# Neoprene Flashing Cement



## bheilig

http://www.apoc.com/files/FL1045.pdf

What do you guys think of this? They're claiming it's a flashing cement that can be used for "permanent repairs". Does this stuff work?


----------



## Grumpy

I have not used that product, but I keep a half dozen tubes on my truck with me at all times for the last 6 or more years. I use it for core cuts, use it for small repairs, use it all the time. Sticks to wet, self leveling to an extent, and really seems ALOT tougher than roofing cement. I have yet to see it crack, not that it doesn't but I haven't seen it.
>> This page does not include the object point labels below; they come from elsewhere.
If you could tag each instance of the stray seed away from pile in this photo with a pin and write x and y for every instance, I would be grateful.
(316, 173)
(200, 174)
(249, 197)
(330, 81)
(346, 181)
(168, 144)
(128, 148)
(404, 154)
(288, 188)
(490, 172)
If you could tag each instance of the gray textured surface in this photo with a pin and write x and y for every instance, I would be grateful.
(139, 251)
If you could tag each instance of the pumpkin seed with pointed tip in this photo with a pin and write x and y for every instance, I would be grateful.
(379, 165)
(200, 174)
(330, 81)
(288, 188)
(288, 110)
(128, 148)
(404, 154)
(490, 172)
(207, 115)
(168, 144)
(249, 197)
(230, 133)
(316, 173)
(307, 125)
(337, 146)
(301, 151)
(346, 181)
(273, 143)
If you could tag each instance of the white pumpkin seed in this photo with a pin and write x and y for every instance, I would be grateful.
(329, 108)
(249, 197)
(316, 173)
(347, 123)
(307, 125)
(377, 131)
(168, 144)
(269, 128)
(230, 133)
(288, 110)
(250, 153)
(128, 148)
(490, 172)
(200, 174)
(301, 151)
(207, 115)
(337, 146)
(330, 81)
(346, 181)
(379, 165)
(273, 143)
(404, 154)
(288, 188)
I've used it with and without fabric reinforcement.


----------



## bheilig

Many thanks sir, appreciate it.


----------



## brianshaw

If anyone has tried it then we would appreciate there feedback on this product, as I would like to get it done for my home.


----------



## BTARoofing

I have to say after giving the flashing cement a try, it really didn't work the way I wanted it to. The permanent repairs weren't so permanent.


----------



## Grumpy

No caulk in a tube is a permanent repair, period. However I have done core cuts and repairs with the neoprene flashing cement, both gardners and lucas elite, and both have lasted years so far.


----------



## Pie in the Sky

A wise roof guy I know once said "There’s nothing more permanent than a temporary repair" Just food for thought!


----------